Anyway, the strength of the book was in its explanations. It really did teach you how to make a good stock or what a proper saute was. So, with that in mind, here is Weasel's winter warmer soup, with explanations for those who are new to the basics.
The basis of a soup is the stock. You can use beef, chicken or vegetable. The only bought stock cubes I use are the Kallo organic ones. The rest tend to include too much salt. I am not ashamed to use bought stock if it is good. Making stock though, is fun. My method with beef stock is always the same: After eating boiled beef and carrots, using Brisket, I reduce the liquid considerably from say, two litres to a pint, or even half a pint, adding bouquet garni, which in my case is a combination of bought and fresh herbs, including bay. In the case of this method, the carrot and onion have already added to the flavour. Supermarkets now sell ready made liquid stock, and this is fine if you don't make your own. Check though for salt content.

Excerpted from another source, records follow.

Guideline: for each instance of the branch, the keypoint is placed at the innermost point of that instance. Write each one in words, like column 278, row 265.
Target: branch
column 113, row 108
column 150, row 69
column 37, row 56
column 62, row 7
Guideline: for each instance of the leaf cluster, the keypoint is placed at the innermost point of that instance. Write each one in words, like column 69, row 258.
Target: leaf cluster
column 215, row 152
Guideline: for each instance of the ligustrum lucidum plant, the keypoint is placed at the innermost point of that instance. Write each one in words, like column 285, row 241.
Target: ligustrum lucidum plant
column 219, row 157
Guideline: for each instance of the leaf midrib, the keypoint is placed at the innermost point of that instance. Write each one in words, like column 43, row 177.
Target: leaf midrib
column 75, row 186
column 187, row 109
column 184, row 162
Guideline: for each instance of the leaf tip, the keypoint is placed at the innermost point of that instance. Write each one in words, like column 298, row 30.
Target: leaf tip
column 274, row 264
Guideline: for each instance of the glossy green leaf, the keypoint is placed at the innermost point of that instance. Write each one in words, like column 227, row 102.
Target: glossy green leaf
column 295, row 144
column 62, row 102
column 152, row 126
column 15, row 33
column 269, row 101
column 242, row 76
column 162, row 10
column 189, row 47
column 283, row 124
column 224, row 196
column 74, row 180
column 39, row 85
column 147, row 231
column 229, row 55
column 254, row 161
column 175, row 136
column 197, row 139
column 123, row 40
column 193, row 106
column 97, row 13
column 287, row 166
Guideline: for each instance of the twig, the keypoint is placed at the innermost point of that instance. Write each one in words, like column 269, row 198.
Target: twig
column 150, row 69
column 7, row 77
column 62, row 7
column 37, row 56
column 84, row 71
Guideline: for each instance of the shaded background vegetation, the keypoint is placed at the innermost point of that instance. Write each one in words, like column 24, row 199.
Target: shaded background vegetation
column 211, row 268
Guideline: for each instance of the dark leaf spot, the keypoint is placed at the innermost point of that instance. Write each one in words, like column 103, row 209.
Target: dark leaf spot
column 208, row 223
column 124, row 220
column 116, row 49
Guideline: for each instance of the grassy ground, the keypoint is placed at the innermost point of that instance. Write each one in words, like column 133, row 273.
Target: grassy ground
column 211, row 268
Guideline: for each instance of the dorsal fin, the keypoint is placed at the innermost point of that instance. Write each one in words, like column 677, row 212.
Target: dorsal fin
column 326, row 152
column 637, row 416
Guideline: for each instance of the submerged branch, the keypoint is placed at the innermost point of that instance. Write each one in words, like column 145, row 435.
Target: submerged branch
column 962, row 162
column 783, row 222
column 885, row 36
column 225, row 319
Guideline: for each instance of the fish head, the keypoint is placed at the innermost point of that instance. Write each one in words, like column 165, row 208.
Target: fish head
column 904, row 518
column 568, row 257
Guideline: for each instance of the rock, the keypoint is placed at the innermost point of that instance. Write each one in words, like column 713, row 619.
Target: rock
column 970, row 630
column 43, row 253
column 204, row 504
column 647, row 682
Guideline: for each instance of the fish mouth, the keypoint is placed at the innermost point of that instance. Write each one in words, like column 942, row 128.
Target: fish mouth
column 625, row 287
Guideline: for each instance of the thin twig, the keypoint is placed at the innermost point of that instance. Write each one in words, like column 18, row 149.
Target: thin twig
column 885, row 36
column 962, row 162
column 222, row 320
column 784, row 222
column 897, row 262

The obvious candidate for beef stock (which is always described in the recipe books as taking longer than a manned flight to Mars) is Onion Soup. And you don't need to reduce the liquid. The onions are fried, in olive oil and butter (not too much) until they are caramelised. Some people add a spoonful of sugar. Certainly (and carefully) add some salt and pepper. This is a soup that requires thickening in some way. Before you add the hot stock to the onions, you can add a little plain flour, say one level dessert spoon per litre, until it is soaked into the onions. Then you can add the hot stock. This all benefits from the addition of a little sherry. Traditionally, Onion soup is served with crusty baguette that has melted cheese on the top.
The lentils will, if cooked slowly, provide enough bulk, and do not need anything to thicken them. For flavour, I make up a classic mirepoix, which is a mix of chopped onions, carrots and celery, slowly sweated in butter.
After the lentils have started to disintegrate, add the mirepoix. I also add a teaspoonful or two of Marigold vegetable stock and a teaspoon of Garam Masala. This last thing is vital to my version, since it transforms a very ordinary soup into something that actually tastes interesting.
If you like animal flesh, you can add bits of shredded cooked hough or bacon, but it is not essential.
Here endeth the lesson. Any soup recipes you have are very welcome indeed.